He thought that Raila was the best person to take forward Uhuru’s vision, but the reality is that it didn’t happen and Jubilee party has to reckon with the new realities. Uhuru, he says has moved on and is busy with his role as Congo DRC peace mediator, and Mt Kenya leaders must also seek to drive their agenda with those now in government. “The new reality is that Ruto is President and Rigathi is DP, and by default the seniormost Mt Kenya leader in government.

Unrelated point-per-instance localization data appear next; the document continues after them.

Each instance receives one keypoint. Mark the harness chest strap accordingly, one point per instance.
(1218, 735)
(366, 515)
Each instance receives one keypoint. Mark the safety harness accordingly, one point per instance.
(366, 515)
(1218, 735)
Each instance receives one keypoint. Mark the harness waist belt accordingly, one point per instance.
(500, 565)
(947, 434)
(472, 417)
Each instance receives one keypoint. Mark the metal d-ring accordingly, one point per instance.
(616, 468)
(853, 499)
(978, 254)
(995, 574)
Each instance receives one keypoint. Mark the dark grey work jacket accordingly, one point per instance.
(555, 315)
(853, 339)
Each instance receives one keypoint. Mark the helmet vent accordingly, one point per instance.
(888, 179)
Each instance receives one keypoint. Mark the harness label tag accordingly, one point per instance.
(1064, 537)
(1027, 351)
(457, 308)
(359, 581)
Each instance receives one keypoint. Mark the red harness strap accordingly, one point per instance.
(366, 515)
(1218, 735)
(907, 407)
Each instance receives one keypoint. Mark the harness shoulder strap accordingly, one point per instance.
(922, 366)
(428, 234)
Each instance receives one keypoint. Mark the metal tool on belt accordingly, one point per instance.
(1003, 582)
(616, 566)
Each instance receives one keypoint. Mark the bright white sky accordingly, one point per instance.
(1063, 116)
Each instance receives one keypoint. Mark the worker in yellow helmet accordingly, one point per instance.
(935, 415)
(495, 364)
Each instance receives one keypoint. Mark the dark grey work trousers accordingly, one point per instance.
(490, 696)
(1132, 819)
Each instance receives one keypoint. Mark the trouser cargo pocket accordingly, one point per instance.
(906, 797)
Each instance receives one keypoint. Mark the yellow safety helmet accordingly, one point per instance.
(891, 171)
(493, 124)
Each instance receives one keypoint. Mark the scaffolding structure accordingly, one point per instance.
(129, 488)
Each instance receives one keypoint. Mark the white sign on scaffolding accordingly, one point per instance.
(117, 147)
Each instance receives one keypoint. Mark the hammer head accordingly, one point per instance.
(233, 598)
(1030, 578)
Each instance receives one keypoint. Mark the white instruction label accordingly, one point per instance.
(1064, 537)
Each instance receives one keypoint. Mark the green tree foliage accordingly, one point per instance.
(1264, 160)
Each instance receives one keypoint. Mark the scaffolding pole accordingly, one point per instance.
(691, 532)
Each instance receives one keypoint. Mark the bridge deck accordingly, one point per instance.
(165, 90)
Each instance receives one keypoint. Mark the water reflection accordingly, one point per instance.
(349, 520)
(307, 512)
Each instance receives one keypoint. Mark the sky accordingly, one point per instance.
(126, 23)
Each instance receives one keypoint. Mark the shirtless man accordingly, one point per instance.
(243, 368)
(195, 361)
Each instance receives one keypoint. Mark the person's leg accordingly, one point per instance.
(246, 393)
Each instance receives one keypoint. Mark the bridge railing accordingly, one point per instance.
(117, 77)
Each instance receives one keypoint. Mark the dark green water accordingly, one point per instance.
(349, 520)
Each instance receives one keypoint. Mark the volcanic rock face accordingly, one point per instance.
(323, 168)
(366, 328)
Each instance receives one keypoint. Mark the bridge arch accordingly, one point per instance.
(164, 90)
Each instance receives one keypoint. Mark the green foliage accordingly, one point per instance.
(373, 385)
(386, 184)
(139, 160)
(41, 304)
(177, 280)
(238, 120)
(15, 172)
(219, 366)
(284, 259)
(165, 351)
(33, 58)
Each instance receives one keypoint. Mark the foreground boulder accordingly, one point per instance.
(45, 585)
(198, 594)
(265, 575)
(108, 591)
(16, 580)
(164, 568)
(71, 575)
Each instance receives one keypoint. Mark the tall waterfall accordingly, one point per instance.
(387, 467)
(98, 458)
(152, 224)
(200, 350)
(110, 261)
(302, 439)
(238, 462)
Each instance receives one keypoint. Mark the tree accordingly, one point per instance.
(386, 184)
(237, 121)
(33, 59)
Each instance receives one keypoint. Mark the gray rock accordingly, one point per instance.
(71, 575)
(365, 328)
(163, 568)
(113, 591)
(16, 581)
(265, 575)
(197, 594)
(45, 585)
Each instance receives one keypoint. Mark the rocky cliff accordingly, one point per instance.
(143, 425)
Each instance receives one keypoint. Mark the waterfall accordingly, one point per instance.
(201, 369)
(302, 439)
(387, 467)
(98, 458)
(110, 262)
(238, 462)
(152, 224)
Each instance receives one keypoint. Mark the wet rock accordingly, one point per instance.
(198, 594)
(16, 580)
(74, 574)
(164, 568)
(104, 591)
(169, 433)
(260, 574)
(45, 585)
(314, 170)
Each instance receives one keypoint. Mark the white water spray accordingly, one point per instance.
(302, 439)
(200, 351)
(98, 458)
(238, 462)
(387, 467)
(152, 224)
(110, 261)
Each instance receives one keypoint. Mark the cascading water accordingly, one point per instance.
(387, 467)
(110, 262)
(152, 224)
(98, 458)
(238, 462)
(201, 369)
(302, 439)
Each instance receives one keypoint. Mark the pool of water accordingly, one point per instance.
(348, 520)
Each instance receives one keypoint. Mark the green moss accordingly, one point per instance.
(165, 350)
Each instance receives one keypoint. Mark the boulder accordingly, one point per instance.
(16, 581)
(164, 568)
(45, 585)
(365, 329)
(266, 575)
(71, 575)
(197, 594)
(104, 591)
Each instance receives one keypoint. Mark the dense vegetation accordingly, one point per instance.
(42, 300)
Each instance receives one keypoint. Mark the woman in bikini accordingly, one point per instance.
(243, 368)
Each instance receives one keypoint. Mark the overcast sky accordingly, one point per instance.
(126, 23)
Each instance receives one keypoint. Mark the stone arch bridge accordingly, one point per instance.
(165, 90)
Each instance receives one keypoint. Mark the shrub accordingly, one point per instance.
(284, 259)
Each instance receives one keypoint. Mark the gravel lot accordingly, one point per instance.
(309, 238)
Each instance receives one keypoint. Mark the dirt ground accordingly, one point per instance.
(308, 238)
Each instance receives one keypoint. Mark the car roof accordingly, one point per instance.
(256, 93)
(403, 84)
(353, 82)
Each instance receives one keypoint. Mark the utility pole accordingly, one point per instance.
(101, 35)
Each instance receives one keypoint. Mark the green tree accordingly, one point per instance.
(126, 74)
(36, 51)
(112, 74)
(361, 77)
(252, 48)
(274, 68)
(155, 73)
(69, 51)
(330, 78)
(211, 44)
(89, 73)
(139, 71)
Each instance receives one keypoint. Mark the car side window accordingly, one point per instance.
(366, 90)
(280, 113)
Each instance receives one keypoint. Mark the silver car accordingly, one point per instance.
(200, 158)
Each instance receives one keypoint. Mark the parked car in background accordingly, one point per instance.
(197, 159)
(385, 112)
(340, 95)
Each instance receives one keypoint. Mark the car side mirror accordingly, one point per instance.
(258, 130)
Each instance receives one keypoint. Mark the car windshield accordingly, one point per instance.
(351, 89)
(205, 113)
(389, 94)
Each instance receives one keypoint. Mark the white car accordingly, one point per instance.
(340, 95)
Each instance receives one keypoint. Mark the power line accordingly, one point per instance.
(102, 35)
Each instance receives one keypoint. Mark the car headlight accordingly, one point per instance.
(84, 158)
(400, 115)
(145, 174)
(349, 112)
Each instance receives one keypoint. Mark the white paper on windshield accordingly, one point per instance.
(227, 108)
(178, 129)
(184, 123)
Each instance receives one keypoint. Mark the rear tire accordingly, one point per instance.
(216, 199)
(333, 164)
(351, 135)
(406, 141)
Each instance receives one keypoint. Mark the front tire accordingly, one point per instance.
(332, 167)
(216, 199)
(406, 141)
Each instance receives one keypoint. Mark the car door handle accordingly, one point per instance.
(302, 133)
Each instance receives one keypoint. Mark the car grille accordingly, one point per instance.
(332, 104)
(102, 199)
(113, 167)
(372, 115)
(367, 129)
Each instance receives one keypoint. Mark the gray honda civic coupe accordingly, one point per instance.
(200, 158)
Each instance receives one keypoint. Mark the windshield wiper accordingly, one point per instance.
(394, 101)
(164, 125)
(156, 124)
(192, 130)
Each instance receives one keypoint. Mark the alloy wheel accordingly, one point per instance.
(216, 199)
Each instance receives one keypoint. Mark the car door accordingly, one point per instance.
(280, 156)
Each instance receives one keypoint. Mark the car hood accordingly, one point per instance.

“The development projects we thought we could pursue under a Raila government have now to be pursued under President Ruto,” he states with finality. He says Gachagua can leverage his position to consolidate his position and secure support of people across Mt Kenya. So, is it all about supporting Gachagua rather than Ruto? Wambugu dismisses that as a simplistic question. For him it’s not about either of the two because the positions they hold could even have been taken by another pair, but the reality of political competition in Kenya, where ethnic or regional interests hold sway. Wambugu concedes that the DP does have to consolidate his position, being keenly aware that he was not the first choice of the Mt Kenya UDA brigade.

Loyalty

Indeed, it is evident that as those crossing over from Azimio signal support for Gachagua, a significant lot in UDA who were with Ruto from day one and owe their loyalty directly to him seem not as enthusiastic.

Figures such as Kikuyu MP Kimani Ichung’wa, Kiharu MP Ndindi Nyoro and Cabinet Secretaries Moses Kuria (Trade), Mithika Linturi (Agriculture) and Kithure Kindiki (Interior) might not say it openly, but they might feel that the DP is a Johnny-come-lately who got Ruto’s nod ahead of others who had been in his corner much longer.

Kindiki actually beat Gachagua in an internal poll for the running-mate slot but had to grudgingly accept Ruto’s prerogative. Nyoro is emerging as a future contender for leadership, and his social media pages are filled with salutations from fans hailing him as the next big thing for Mt Kenya and the presidency.

Those are the kind of figures who could be waiting in the wings if Ruto and Gachagua fall out. But as Ruto himself knew, he could openly defy the president, build a rival power base and plot his own bid for power while still ensconced in the DPs official mansion.

The President and Deputy are tied at the hip, for the next five years at least.